Education in the United States is really messed up. Our compulsory system and standardized tests suck all the joy of learning out of many (most?) people and it often takes decades to repair the damage done to creativity and passion. They are so structured that any deviation from the norm, no matter how important or valuable, is snuffed out as quickly as possible. I understand the intentions of our system and that many teachers are passionate and wonderful people, but they are fighting against a system much more powerful than they are.

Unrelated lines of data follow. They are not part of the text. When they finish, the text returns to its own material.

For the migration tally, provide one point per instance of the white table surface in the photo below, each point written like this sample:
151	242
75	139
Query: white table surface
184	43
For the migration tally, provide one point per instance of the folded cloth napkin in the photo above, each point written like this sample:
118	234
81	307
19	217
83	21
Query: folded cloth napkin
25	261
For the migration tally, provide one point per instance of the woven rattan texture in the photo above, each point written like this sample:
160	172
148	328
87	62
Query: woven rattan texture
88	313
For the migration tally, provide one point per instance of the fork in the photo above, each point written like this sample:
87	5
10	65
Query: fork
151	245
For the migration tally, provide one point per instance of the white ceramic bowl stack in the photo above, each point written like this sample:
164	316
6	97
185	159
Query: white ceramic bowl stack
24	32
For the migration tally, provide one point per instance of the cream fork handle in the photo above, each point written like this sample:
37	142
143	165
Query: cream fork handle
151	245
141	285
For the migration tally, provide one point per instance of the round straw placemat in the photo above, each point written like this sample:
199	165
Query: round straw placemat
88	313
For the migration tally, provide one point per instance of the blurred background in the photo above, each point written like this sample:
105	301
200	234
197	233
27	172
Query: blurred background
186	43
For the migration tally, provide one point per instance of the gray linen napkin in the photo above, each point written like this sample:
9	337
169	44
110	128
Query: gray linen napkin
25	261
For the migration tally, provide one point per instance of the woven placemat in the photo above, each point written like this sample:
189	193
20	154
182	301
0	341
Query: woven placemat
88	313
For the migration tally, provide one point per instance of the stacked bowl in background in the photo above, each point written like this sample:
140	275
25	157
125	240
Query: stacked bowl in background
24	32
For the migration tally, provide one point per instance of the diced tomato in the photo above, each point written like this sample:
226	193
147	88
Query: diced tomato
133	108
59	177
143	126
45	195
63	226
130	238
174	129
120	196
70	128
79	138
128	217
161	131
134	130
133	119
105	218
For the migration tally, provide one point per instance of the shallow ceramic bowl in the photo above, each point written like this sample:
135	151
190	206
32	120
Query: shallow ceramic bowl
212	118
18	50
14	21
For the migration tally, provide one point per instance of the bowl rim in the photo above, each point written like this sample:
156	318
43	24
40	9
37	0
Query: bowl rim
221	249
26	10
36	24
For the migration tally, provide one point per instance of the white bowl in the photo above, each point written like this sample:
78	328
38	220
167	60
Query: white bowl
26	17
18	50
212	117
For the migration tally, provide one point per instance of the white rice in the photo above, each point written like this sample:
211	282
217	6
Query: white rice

They are like soldiers in the military. Most soldiers join to provide a better life for their families while protecting the ideals and country they love. They believe in freedom and want their nation to prosper, and they are willing to die for the cause. But, the soldiers have no say in where they go, or even what they do in most cases. They are cogs in a machine. Passionate cogs who joined for noble reasons, but cogs just the same. They are sent to fight and bleed and die in places that are not a threat to our freedom and only bring prosperity by funneling money into the hands of weapon’s manufacturers. The politician’s interests are rarely, if ever, the same as the soldiers.

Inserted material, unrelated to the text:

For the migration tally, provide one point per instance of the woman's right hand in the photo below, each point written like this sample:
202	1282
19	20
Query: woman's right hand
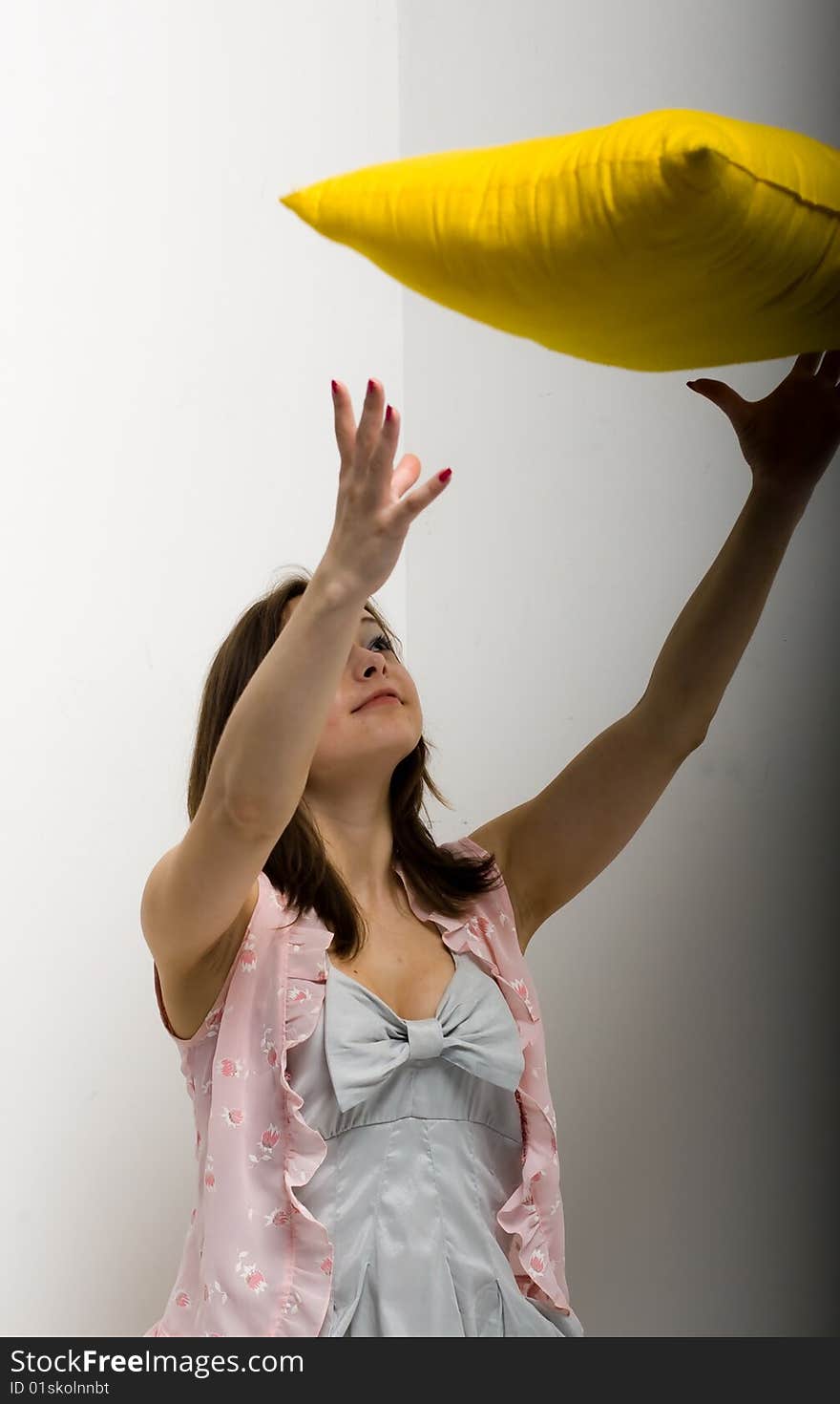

In the same way teachers, with all their passion and love for students and learning, are stuck in a machine that prevents them from doing what they love. Choice about what to teach and how to teach it is made by bureaucrats and politicians. Our schooling is geared towards an economy that doesn’t exist anymore and the teachers that could make a difference are stifled by the need to teach certain things and have students memorize certain facts. Education has become memorization instead of knowledge, discipline instead of creativity.

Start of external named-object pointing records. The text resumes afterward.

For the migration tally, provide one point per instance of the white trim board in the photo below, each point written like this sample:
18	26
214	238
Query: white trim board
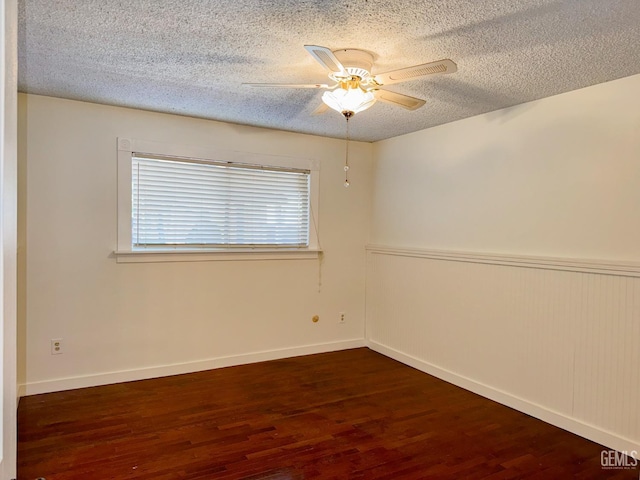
590	432
108	378
603	267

I hated most subjects in school, but many of them I love now. I don’t think it is because I grew up, I think it is because I am no longer having them shoved in my face in a terrible institution. Forcing students to go to a prison-like building early in the morning and droning facts at them about subjects they aren’t interested in at the time has got to be the worst way to teach. I think some form of education is universally necessary, but I don’t think it needs to be standardized or executed in the way it is now. Most social institutions have undergone radical change over the last century, this change is not just in content but in character and operation. Public schools have not, they operate in the same basic ways they have for 100 years, even if the actual facts being taught now differ.
You can support teachers and the belief in education accessible to everyone and still be against how our schools are set up. Just like you can be for the soldiers and a belief in self-defense but be against our foreign policy. The problem isn’t the teachers or soldiers, education or self-defense, the problem is the institutions that govern them don’t have incentives that align with the goals. The bureaucrats, crony capitalists, and the politicians are the problem, and as soon as we get them out of education the better it will be for students, teachers, and society.